2I6B: The AutoGrid was generated by setting the grid map with an input (number of points in XYZ) of 46–40–40 Å as the grid box to encircle the original ligand. The grid box space was 0.403 Å length and was centered with the following dimensions: x = 5.603, y = −1.159 and z = 25.349. Using the co-crystallized ligand structure (89I), the scoring grid was designed to reduce the computation time. The AutoDock program was performed with default retries and generations of 10,000 and 27,000, respectively. The Lamarckian genetic algorithm was chosen for the conformational search of ligands. AutoGrid 4 was employed to define the binding area to dock the molecules. While defining the grid, the following atomic types were set: for macromolecules, A (aromatic Carbon), C, HD, N, OA, SA, NA; for ligands, A, C, Cl, NA, OA, N, SA, HD. Additional docking parameters were kept at their default settings, with 2Å RMSD for clustering the conformations.

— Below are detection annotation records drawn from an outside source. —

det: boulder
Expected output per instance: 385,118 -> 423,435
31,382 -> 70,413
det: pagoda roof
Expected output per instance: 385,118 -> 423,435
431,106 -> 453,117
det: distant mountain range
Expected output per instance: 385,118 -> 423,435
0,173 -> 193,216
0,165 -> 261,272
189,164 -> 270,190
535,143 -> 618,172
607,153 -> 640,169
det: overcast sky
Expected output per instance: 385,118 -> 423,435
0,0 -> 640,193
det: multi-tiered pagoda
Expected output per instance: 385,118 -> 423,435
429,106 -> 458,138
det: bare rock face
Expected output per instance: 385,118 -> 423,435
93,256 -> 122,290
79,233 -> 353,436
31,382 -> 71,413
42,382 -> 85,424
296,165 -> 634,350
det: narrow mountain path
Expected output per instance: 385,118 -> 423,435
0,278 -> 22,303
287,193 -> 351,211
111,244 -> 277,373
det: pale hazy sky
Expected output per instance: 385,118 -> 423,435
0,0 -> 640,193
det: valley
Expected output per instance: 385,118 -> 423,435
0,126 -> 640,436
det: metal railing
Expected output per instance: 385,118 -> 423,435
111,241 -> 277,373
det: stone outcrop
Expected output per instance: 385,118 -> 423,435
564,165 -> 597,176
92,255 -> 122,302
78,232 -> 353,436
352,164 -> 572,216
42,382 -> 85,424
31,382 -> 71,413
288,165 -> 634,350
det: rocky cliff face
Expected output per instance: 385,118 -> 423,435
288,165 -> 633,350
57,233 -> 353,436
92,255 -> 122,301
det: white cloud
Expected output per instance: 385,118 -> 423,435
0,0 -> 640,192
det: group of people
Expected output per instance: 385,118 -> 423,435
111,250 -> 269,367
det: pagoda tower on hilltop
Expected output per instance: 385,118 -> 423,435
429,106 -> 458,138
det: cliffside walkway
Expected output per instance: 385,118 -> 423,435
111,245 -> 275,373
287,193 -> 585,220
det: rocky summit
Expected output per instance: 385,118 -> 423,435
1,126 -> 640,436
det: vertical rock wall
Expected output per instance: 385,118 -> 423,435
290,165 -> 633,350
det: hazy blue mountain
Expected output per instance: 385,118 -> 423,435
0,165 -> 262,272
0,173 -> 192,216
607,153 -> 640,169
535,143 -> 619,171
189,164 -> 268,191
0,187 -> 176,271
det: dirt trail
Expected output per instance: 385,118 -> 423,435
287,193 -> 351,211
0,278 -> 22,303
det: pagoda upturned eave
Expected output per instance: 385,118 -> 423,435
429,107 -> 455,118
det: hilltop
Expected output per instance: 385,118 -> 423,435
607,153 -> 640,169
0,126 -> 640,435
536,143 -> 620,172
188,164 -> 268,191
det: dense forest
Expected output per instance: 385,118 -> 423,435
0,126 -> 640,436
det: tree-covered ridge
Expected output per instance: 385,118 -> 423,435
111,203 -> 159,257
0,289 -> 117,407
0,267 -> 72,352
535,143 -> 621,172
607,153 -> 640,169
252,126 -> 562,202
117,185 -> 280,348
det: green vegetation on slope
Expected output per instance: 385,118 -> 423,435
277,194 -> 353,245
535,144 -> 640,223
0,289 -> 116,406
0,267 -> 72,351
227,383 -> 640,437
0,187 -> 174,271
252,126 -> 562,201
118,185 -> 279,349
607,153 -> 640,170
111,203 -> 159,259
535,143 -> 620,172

1Q41: For the GSK-3β protein, the grid box was set with a space of 0.476 Å length and centered with the following dimensions: x = 8.329, y = −3.265, and z = 18.781.

3w8q: For the MEK1 protein, the grid box was set with a space of 0.492 Å length and centered with the following dimensions: x = 6.523, y = −2.546, and z = 21.148.

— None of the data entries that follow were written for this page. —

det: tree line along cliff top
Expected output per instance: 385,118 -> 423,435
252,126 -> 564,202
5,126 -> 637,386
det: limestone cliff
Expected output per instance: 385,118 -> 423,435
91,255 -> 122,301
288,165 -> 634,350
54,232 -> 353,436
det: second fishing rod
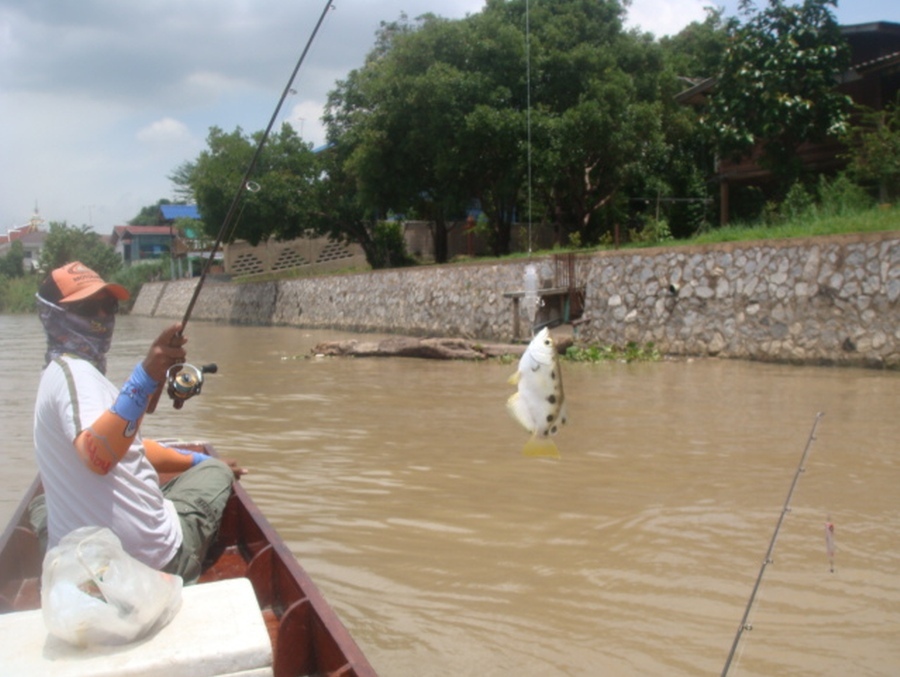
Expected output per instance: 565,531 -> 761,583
147,0 -> 334,413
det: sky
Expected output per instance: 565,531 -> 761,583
0,0 -> 900,234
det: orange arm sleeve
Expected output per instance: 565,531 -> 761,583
75,410 -> 143,475
144,439 -> 201,472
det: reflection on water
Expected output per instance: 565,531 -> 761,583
0,317 -> 900,675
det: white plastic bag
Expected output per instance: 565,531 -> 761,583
41,527 -> 183,646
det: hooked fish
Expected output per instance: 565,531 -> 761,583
506,327 -> 566,458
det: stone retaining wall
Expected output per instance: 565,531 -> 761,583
133,232 -> 900,367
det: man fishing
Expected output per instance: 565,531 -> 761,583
31,262 -> 245,583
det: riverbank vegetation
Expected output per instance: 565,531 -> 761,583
171,0 -> 900,268
0,0 -> 900,312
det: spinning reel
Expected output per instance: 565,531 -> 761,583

3.4. GSK-3β Inhibitory Assay

The GSK-3β inhibition assay was performed as per the method described by Baki et al. [43,44], with a Kinase-Glo® Max Kit (Promega Biotech India Pvt. Ltd., New Delhi, India). GSK-3β (His-Tag, Human, Recombinant) and GSM substrate were obtained from Sigma-Aldrich, Bangalore, India. The remaining materials used in the luminescence assay, such as ATP disodium salt hydrate, ammonium acetate, ammonium hydroxide, 4-(2- hydroxyethyl)piperazine-1-ethanesulfonic acid (HEPES), ethylene glycol- bis(-aminoethylether)-N, N, N, N-tetra-acetic acid tetrasodium salt (EGTA), ethylenediaminetetraacetic acid (EDTA), dimethyl sulfoxide (DMSO), magnesium acetate tetrahydrate, formic acid, 3-[(3-chloro-4-hydroxy phenyl)amino]-4-(2-nitrophenyl)-1H-pyrrol-2,5-dione, and GSK-3β selective inhibitor SB-415286, were all procured from Sigma-Aldrich, Bangalore, India. The luminescence assay was carried out using an 800 TS Absorbance Reader (Agilent Technologies Pvt. Ltd. Hyderabad, India).

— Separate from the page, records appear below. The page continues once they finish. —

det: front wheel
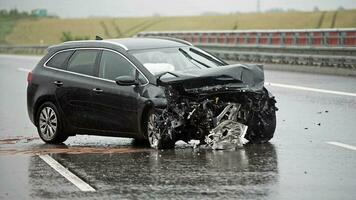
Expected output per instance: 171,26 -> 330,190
37,102 -> 68,144
245,94 -> 277,143
146,110 -> 175,149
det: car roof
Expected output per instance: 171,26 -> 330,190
49,38 -> 190,51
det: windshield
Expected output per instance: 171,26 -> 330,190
131,47 -> 225,75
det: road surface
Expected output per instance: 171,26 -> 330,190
0,55 -> 356,200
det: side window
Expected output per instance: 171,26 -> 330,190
67,49 -> 99,76
46,51 -> 73,69
99,51 -> 136,80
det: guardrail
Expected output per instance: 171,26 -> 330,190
137,28 -> 356,69
137,28 -> 356,47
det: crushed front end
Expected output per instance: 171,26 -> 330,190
150,65 -> 277,149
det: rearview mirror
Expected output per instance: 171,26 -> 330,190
115,76 -> 139,86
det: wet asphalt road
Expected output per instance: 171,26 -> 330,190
0,55 -> 356,199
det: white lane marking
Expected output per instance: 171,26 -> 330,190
39,155 -> 95,192
266,82 -> 356,97
326,142 -> 356,151
17,67 -> 31,72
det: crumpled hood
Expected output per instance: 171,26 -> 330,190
157,64 -> 264,92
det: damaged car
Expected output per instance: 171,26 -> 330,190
27,38 -> 277,149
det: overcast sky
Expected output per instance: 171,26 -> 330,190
0,0 -> 356,18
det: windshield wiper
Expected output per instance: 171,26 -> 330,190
178,48 -> 211,68
189,48 -> 226,66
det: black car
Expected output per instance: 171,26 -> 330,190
27,38 -> 276,148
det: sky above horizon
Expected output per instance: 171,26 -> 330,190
0,0 -> 356,18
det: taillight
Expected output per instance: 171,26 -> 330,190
27,72 -> 32,83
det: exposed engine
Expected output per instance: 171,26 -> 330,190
157,86 -> 276,149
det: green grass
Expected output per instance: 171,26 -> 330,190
0,18 -> 16,44
0,10 -> 356,44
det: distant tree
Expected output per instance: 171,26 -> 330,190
313,6 -> 320,12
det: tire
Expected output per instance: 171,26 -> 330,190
145,110 -> 175,149
36,102 -> 68,144
245,95 -> 277,144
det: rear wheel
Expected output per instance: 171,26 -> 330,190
37,102 -> 68,144
146,110 -> 175,149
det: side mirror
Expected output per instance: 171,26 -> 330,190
115,76 -> 139,86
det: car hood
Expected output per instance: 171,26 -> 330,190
157,64 -> 264,92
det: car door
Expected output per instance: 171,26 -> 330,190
55,49 -> 101,129
92,50 -> 140,134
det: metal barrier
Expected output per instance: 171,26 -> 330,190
137,28 -> 356,69
0,45 -> 49,54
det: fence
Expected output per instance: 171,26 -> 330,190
137,29 -> 356,69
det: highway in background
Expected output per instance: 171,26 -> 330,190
0,55 -> 356,199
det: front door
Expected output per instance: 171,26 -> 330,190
92,50 -> 140,134
56,49 -> 100,129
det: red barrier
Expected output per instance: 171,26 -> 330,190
271,33 -> 281,45
326,32 -> 339,46
139,29 -> 356,47
344,31 -> 356,46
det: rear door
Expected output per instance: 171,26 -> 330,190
92,50 -> 146,134
55,49 -> 101,129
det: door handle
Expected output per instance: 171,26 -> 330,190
53,81 -> 63,87
93,88 -> 104,93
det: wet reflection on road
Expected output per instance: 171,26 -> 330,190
29,141 -> 279,199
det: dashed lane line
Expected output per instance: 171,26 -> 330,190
266,82 -> 356,97
17,67 -> 31,72
39,155 -> 95,192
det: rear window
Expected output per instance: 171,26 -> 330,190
67,50 -> 99,76
46,51 -> 73,69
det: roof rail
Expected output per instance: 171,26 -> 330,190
140,35 -> 193,46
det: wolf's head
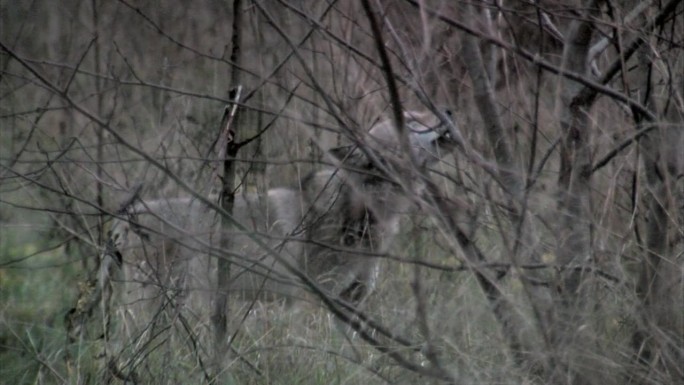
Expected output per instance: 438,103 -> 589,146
330,109 -> 459,169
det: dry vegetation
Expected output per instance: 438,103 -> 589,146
0,0 -> 684,385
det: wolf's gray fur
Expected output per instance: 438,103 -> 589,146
102,108 -> 454,332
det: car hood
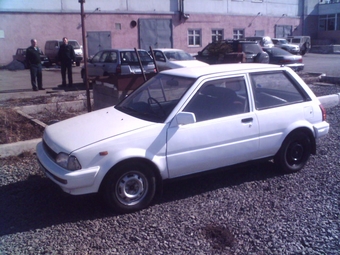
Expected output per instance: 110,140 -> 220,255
44,107 -> 154,153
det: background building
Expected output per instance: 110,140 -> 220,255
0,0 -> 340,65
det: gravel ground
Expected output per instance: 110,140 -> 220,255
0,83 -> 340,255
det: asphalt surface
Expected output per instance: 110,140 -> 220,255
0,53 -> 340,100
0,66 -> 85,101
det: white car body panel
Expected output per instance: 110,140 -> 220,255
167,113 -> 259,178
37,64 -> 329,194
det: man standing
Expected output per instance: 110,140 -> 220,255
26,39 -> 44,91
58,37 -> 76,87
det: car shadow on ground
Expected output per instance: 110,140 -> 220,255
0,162 -> 281,236
50,82 -> 92,92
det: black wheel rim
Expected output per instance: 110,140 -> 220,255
287,141 -> 306,166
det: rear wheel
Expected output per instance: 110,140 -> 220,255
274,131 -> 312,173
103,162 -> 156,213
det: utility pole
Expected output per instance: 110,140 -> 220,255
78,0 -> 91,112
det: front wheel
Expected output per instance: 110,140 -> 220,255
274,131 -> 312,173
103,162 -> 156,213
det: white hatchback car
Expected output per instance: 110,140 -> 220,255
37,64 -> 329,212
153,48 -> 208,71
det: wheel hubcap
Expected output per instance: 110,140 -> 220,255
288,142 -> 304,164
116,173 -> 147,205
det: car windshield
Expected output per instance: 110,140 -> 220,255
164,51 -> 194,61
264,48 -> 292,56
120,51 -> 153,65
115,74 -> 195,123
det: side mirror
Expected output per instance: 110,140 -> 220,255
173,112 -> 196,126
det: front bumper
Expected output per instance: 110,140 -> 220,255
36,142 -> 100,195
313,121 -> 329,138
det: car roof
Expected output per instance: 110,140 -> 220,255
98,49 -> 146,52
162,63 -> 284,79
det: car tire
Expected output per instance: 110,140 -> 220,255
274,131 -> 312,173
102,161 -> 156,213
254,52 -> 269,64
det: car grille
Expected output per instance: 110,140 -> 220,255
43,140 -> 57,161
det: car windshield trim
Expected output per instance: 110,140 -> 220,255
115,74 -> 196,123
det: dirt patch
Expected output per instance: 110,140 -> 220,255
0,108 -> 44,144
0,95 -> 86,144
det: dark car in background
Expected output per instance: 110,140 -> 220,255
81,49 -> 156,83
13,48 -> 51,69
263,47 -> 305,72
195,40 -> 269,64
272,38 -> 300,54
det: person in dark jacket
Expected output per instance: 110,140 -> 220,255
26,39 -> 44,91
58,37 -> 76,87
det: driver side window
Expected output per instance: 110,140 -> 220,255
184,76 -> 249,121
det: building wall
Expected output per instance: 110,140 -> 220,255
0,0 -> 306,65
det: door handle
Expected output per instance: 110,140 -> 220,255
241,118 -> 253,123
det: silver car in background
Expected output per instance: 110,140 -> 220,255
272,38 -> 300,54
81,49 -> 155,79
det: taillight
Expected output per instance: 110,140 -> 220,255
319,104 -> 327,121
116,65 -> 122,74
280,59 -> 292,64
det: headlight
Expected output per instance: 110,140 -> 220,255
56,152 -> 81,171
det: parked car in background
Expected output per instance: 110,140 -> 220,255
13,48 -> 51,69
263,47 -> 305,72
245,36 -> 274,47
272,38 -> 300,54
195,40 -> 269,64
37,64 -> 329,213
287,36 -> 311,56
45,40 -> 83,66
81,49 -> 156,80
153,48 -> 208,71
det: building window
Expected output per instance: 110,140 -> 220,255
188,29 -> 201,46
211,29 -> 223,42
233,29 -> 244,40
319,14 -> 340,31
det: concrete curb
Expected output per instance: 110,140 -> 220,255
0,138 -> 41,158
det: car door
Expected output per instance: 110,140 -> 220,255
87,51 -> 103,77
154,50 -> 169,71
167,76 -> 259,178
250,70 -> 314,157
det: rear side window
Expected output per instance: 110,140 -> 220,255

Briefly, the assay procedure was as follows. Each microplate well contained 10 µL of the test compound (1mM, in DMSO) in a pH 7.5 buffer comprising 50 mM HEPES, 1 mM each of EGTA, EDTA, and 15 mM magnesium acetate, which contained ATP (1 M, 10 µL), GSM (10 µL, 100 µM), and GSK-3β (20 ng, 10 µL). In order to obtain the positive and negative controls, ten microliters of either buffer or SB-415286 solution (5 µM final concentration) were added instead of the test compound solution. The final DMSO content in the reaction mixture did not surpass 5%. The mixture was allowed to react for 30 min at 37 °C, and the enzymatic processes were then halted using 40 µL of Kinase-Glo reagent and incubated for 10 min. The activity was determined by the difference between total and consumed ATP. The inhibition activity was determined using the maximal activity in the absence of the inhibitor and the maximal inhibition in the presence of the reference drug. IC50 values were determined using the GraphPad Prism 4.0 tool (GraphPad Software Inc., San Diego, CA, USA).

4. Conclusions

In this research, we have described a cost-effective and practically workable process protocol for the development of a new series of bioactive 1,5-benzothiazepine derivatives. Application of the bleach tone basic medium catalysis method and the use of a green PEG-400 solvent were found to be efficient in achieving the synthesis of the titled compounds in good yields. The in vitro cytotoxic activity of the synthesized 1,5-benzothiazepine derivatives was investigated and found to be particularly active against liver cancer cell lines, with a single-digit micromolar range. Additionally, in silico studies were carried out to predict possible drug targets for the designed compounds. It was found that compounds containing the halogenated phenyl group substitution provided good anticancer activity, and this structural feature was corroborated by our molecular modelling simulations against three studied molecular targets. Further structural exploration of the 1,5-benzothiazepine core ought to be undertaken in order to develop more potent compounds as novel potential anticancer agents.